Did you know bluegrass is huge in Japan? One of the profs on my committee plays mandolin in a bluegrass band and regularly goes to Japan and plays with bands there.
Prog is kind of a messy term… there was a lot of influence back and forth with jazz.
Miles’ Bitches Brew in a lot of ways is as much prog/krautrock as it is jazz.
20-ish years ago, definitely (and we’re speaking of modern country, not bluegrass or country blues). These days, with Darius Rucker being a hugely popular, award-winning country artist, not so much.
I finally saw the prof present some of his work and it goes back to the Perry exhibition in 1853 or whatever year it was. He had some paintings from japan of the event, and one is of a minstrel band, playing banjos and mandolins!

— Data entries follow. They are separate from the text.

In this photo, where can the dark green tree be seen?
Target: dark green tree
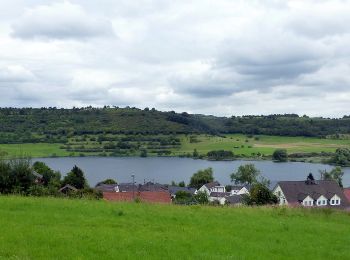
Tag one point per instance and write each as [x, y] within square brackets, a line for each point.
[259, 194]
[201, 177]
[50, 177]
[246, 174]
[76, 178]
[280, 155]
[335, 174]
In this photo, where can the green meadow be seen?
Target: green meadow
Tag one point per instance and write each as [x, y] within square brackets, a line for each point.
[52, 228]
[237, 143]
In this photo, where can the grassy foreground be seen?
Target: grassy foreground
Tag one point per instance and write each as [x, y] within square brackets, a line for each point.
[42, 228]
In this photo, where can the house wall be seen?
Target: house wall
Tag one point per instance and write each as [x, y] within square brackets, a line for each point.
[280, 195]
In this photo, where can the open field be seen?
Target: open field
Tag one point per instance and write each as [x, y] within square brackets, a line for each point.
[49, 228]
[237, 143]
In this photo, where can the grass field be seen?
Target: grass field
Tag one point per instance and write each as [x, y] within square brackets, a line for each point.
[239, 144]
[48, 228]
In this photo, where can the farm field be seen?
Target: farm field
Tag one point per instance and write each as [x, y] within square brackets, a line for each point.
[50, 228]
[180, 145]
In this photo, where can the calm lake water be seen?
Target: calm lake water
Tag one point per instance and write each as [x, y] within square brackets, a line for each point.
[165, 170]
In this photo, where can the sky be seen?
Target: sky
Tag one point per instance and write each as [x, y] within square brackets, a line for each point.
[222, 57]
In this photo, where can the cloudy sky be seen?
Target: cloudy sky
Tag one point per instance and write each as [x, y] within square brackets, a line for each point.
[222, 57]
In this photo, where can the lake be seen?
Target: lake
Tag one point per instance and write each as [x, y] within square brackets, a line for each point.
[165, 170]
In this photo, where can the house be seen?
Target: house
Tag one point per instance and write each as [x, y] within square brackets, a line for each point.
[347, 193]
[144, 196]
[38, 178]
[234, 200]
[212, 187]
[311, 193]
[219, 197]
[174, 189]
[68, 188]
[240, 189]
[122, 187]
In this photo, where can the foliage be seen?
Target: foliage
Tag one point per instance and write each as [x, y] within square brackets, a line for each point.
[259, 194]
[201, 177]
[50, 177]
[220, 155]
[201, 197]
[341, 157]
[245, 174]
[335, 174]
[75, 178]
[280, 155]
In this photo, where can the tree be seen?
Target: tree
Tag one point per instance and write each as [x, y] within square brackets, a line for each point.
[50, 177]
[201, 177]
[280, 155]
[76, 178]
[335, 174]
[259, 194]
[246, 174]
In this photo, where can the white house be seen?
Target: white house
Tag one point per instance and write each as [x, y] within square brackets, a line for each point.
[212, 187]
[310, 193]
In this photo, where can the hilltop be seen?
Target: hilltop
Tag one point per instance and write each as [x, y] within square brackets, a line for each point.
[47, 228]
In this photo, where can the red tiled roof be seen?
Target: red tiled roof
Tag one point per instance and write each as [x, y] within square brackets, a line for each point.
[347, 193]
[145, 196]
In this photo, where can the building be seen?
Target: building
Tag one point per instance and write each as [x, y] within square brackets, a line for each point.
[212, 187]
[144, 196]
[174, 189]
[311, 193]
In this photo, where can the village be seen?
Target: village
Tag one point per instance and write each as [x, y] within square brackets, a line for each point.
[308, 193]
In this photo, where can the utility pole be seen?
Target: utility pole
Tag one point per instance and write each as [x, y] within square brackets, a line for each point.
[133, 186]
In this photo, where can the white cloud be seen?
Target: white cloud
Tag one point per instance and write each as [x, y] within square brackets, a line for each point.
[224, 57]
[60, 21]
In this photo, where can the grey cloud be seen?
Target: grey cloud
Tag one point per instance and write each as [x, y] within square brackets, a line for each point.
[60, 21]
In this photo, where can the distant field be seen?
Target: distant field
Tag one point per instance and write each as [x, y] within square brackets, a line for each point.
[48, 228]
[237, 143]
[241, 144]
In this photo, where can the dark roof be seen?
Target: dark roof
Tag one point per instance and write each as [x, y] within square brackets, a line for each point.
[235, 199]
[68, 187]
[106, 187]
[150, 186]
[174, 189]
[212, 184]
[297, 191]
[219, 194]
[125, 187]
[37, 175]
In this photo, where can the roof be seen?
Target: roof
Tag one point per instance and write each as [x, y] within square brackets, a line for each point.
[37, 175]
[235, 199]
[150, 186]
[219, 194]
[297, 191]
[174, 189]
[145, 196]
[68, 186]
[212, 184]
[347, 194]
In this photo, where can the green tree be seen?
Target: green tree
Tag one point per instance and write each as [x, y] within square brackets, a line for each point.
[201, 177]
[280, 155]
[76, 178]
[335, 174]
[246, 174]
[50, 177]
[259, 194]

Denis also told a great story about the first time he heard a bluegrass band in Japan. He said they had the perfect Appalachian vocals in their songs, the perfect accents, but when he went to talk to them after - they knew not a word of English! But the scene has a strong emphasis on reproducing the sound and lyrics perfectly. He likes to improvise, which clashes with his Japanese musical colleagues style of faithful representation…
100% of all professional singers of Wagner operas I have ever known personally here in Germany were black. Ok, that was all my parents’ neighbor, but still.